Il fatto nuovo è costituito proprio da questa tenuta sulla quale molti non avrebbero scommesso un soldo bucato. Certo si possono invocare ragioni politicanti: la scarsa resa alle urne della complicità socialista nel seguire i diktat europei e l’aumento invece delle sinistre più radicali e/o comuniste, però sarebbe sciocco e riduttivo, specie perché tutto questo avviene nel pieno di un presunto “miracolo portoghese” costruito sulla carta dei giornali e sugli schermi della tv per prendere in giro le persone, analogamente a quanto accade altrove e più che mai in Italia (vedi qui). C’è qualcosa di più: è come se si avvertisse che il male oscuro dell’Europa progredisce verso un esito infausto, nonostante le “vittorie” in Grecia, le continue asserzioni di ottimismo come nei campi di Pol Pot, la diffusione di manciate di paure e la capacità di ricatto della Bce e del sistema bancario. Sotto il peso della stagnazione economica e delle nuove vicende geopolitiche che cominciano a far soffiare venti di guerra, si percepisce che la costruzione in apparenza solida è fatta di materiale ideologico scaduto e tenuta assieme dai cavi di tensione del sistema monetario e bancario. La rottura anche di un sostegno minore potrebbe causare il crollo complessivo.

Naturalmente a Bruxelles sono costernati dal “fattaccio di Lisbona” che rimette in gioco una democrazia che pareva già agonizzante , dall’arroganza con la quale l’alleanza di sinistra pretende di aumentare il salario minimo a 600 euro al mese, dal pericolo che vengano congelati i tagli dei salari nel settore pubblico, la mattanza delle pensioni o la concessione ai privati  dell’acqua pubblica, di ciò che rimane della compagnia di bandiera o dei trasporti pubblici di Lisbona e Oporto: faranno di tutto perché questo non accada, compresa la stangata da spread nella convinzione non certo peregrina che un’alleanza così composita finisca per sfasciarsi sotto la pressione della Ue.

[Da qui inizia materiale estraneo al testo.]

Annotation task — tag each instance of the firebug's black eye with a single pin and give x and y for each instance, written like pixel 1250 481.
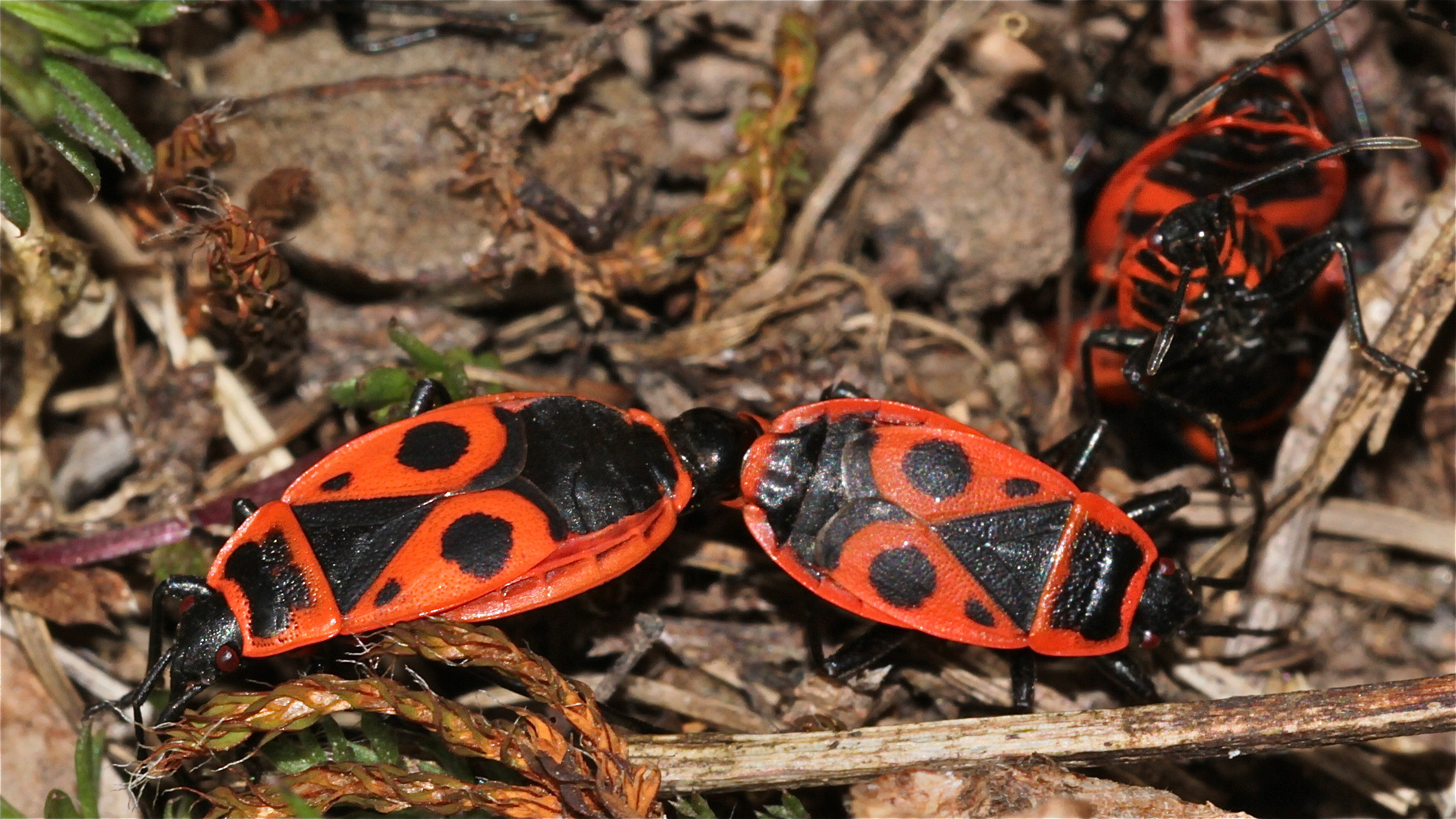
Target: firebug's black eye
pixel 228 659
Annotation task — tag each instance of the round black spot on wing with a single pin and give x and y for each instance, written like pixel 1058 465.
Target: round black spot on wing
pixel 1019 487
pixel 436 445
pixel 977 613
pixel 903 577
pixel 938 468
pixel 386 594
pixel 479 544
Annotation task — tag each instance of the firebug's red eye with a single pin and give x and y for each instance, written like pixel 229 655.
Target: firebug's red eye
pixel 228 659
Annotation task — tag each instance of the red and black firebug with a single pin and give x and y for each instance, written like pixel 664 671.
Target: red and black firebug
pixel 915 521
pixel 472 510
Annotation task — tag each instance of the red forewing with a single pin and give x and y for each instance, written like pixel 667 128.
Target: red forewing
pixel 274 585
pixel 466 547
pixel 465 445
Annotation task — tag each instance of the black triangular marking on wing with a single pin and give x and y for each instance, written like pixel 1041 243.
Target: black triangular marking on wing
pixel 1009 553
pixel 356 539
pixel 513 457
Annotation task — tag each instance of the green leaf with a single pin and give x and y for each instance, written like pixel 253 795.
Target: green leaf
pixel 28 93
pixel 421 353
pixel 12 199
pixel 791 809
pixel 456 384
pixel 381 739
pixel 297 805
pixel 449 763
pixel 83 27
pixel 142 15
pixel 340 746
pixel 123 57
pixel 76 123
pixel 693 808
pixel 182 557
pixel 88 95
pixel 74 152
pixel 58 806
pixel 114 27
pixel 24 42
pixel 296 754
pixel 376 388
pixel 89 752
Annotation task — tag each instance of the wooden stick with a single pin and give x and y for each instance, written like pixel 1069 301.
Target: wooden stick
pixel 1174 730
pixel 1405 302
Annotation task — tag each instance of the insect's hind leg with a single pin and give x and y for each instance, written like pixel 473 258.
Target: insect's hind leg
pixel 1122 668
pixel 428 395
pixel 1074 455
pixel 865 651
pixel 1210 423
pixel 1316 253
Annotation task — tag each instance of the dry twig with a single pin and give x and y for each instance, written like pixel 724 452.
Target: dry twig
pixel 1405 302
pixel 1175 730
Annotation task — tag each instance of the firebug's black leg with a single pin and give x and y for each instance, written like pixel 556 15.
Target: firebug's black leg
pixel 428 394
pixel 1210 423
pixel 1241 577
pixel 865 651
pixel 1114 338
pixel 175 588
pixel 1123 670
pixel 1156 506
pixel 1429 19
pixel 242 510
pixel 842 390
pixel 1128 343
pixel 1165 334
pixel 1074 455
pixel 1022 679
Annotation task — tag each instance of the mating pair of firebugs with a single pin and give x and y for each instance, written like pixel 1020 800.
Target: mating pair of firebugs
pixel 498 504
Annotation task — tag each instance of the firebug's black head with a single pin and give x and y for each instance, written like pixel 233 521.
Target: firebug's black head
pixel 711 445
pixel 1263 98
pixel 1191 235
pixel 207 642
pixel 1168 604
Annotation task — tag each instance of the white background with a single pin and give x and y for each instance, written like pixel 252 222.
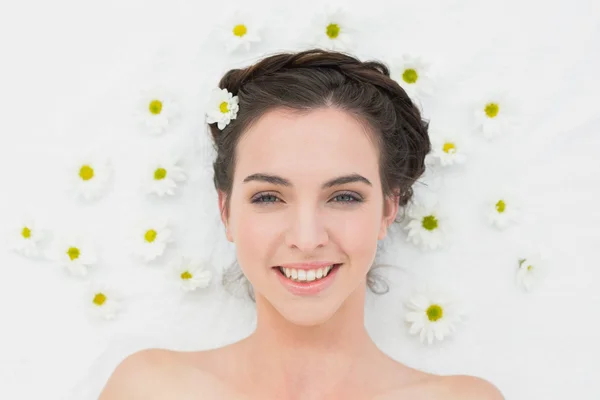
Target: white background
pixel 70 73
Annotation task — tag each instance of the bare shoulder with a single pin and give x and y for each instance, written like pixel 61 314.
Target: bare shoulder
pixel 425 386
pixel 466 387
pixel 134 377
pixel 159 373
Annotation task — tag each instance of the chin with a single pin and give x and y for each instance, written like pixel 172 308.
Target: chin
pixel 304 312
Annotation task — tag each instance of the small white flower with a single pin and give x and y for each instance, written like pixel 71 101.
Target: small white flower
pixel 150 238
pixel 495 114
pixel 532 271
pixel 222 107
pixel 24 236
pixel 426 226
pixel 432 315
pixel 156 110
pixel 103 301
pixel 413 74
pixel 89 175
pixel 447 147
pixel 332 29
pixel 239 30
pixel 503 211
pixel 163 174
pixel 74 253
pixel 190 274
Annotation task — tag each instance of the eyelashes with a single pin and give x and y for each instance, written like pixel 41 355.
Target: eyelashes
pixel 260 199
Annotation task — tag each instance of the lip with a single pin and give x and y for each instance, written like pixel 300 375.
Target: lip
pixel 308 288
pixel 311 265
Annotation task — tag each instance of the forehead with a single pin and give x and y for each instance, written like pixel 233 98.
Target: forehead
pixel 324 141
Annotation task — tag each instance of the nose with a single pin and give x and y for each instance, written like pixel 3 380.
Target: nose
pixel 307 231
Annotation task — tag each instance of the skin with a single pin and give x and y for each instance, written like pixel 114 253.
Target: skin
pixel 304 347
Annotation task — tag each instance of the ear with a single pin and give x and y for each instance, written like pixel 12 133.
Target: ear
pixel 223 213
pixel 390 210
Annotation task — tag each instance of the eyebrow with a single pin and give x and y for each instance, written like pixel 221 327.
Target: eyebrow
pixel 278 180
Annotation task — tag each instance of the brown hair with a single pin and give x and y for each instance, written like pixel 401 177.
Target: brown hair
pixel 307 80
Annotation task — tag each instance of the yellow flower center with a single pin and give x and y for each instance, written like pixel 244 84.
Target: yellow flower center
pixel 500 206
pixel 150 235
pixel 332 30
pixel 99 299
pixel 492 109
pixel 160 173
pixel 449 147
pixel 240 30
pixel 429 222
pixel 529 267
pixel 155 107
pixel 224 107
pixel 410 76
pixel 434 312
pixel 73 253
pixel 186 275
pixel 86 172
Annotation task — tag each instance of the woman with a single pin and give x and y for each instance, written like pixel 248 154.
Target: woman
pixel 317 152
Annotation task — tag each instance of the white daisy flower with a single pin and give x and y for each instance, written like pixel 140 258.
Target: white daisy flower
pixel 447 147
pixel 163 174
pixel 426 226
pixel 150 238
pixel 89 175
pixel 413 74
pixel 432 315
pixel 102 301
pixel 156 110
pixel 495 114
pixel 239 31
pixel 74 253
pixel 24 236
pixel 503 211
pixel 332 29
pixel 532 271
pixel 190 274
pixel 222 107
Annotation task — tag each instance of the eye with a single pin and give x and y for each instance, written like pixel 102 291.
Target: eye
pixel 348 196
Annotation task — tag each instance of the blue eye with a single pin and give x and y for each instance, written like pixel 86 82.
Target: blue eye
pixel 263 198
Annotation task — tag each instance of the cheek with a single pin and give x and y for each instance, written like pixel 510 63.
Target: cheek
pixel 253 234
pixel 357 233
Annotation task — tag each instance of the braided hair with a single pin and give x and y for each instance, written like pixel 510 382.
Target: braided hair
pixel 311 79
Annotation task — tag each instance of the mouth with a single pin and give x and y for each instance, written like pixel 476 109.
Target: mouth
pixel 304 276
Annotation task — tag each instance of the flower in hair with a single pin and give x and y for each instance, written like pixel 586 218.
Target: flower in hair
pixel 447 146
pixel 222 107
pixel 495 114
pixel 190 274
pixel 432 315
pixel 413 74
pixel 426 226
pixel 333 30
pixel 239 30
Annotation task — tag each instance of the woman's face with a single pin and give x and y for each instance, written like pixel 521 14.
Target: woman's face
pixel 296 218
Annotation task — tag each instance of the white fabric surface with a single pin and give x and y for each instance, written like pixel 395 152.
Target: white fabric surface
pixel 71 70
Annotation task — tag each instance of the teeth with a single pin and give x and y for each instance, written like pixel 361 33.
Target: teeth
pixel 302 275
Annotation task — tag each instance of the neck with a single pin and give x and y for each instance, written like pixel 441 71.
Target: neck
pixel 288 360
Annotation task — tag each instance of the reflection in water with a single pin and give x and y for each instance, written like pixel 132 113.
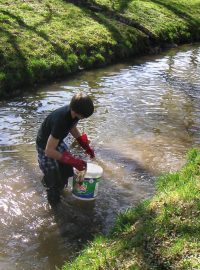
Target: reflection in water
pixel 147 117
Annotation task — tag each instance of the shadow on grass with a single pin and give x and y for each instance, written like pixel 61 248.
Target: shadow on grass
pixel 179 11
pixel 151 239
pixel 114 15
pixel 58 50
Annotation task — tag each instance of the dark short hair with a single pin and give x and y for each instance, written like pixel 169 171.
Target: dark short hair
pixel 82 105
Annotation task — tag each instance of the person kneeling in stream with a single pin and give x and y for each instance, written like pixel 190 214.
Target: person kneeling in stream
pixel 54 158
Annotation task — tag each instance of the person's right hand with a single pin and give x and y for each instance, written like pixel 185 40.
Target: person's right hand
pixel 77 163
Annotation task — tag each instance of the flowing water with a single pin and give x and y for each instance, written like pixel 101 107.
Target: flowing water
pixel 147 116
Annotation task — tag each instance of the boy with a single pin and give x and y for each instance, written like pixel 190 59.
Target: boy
pixel 54 158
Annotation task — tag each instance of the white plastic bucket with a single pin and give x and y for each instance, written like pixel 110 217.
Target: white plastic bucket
pixel 88 188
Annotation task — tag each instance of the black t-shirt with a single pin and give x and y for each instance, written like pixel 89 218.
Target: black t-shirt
pixel 58 124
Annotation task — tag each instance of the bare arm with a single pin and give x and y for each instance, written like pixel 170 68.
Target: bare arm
pixel 50 150
pixel 75 132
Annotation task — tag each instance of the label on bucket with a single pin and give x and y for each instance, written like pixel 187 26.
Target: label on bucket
pixel 87 189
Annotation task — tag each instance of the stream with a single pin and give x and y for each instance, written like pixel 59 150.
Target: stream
pixel 147 116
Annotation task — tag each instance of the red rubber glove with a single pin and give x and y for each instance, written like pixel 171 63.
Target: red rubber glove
pixel 68 159
pixel 84 143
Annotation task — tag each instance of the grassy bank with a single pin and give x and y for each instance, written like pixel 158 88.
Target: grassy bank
pixel 161 233
pixel 45 40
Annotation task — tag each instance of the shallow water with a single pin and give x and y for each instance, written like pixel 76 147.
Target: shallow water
pixel 147 117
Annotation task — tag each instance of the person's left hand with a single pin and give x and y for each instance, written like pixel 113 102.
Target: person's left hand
pixel 84 143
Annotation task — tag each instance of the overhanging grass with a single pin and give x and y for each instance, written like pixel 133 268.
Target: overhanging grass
pixel 161 233
pixel 49 39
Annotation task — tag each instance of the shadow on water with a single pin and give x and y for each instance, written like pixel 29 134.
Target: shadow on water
pixel 70 225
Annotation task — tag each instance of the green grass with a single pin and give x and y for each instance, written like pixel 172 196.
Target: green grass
pixel 45 40
pixel 160 233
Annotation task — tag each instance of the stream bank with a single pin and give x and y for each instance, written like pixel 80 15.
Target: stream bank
pixel 49 40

Ma la governance europea dorme preoccupata, per dirla con un’espressione di quel nonnismo di cui l’Europa fa sfoggio  nei suoi club privée di potenti e banchieri  che dettano legge: non si aspettavano un risultato elettorale di questo tipo dentro una campagna di inganni volta ad attestare una ripresa del Paese, tanto che dopo aver parlato e straparlato di  miracoli, il giorno dopo le elezioni hanno cambiato radicalmente versione e nel giro di poche ore hanno scoperto che il Portogallo è sull’orlo del precipizio cominciando a lanciare raffiche di intimidazioni.  Men che meno si aspettavano la resistenza socialista ai richiami del presidente e la tenuta del patto a sinistra. Sanno di poter ribaltare la situazione, ma sentono anche loro che qualcosa scricchiola sotto i piedi: il paradiso di bugie che hanno costruito si sta sgonfiando e dentro la più grave recessione mai vista del commercio mondiale che quest’anno ha un fatto un tonfo del – 8,4% ( con il mercato delle materie prime che fa segnare un meno 25%): le cifrette episodiche dei governi e dell’Ocse sono patetiche, così come le balzane previsioni fatte sul nulla e regolarmente riviste se non alterate alla radice grazie ai nuovi criteri di calcolo del Pil che lasciano ampio spazio alle manipolazioni di una misura econometrica che si va rivelando nel tempo una manipolazione essa stessa. Il miracolo di Lisbona è che anche le facce di bronzo e di creta che piangono.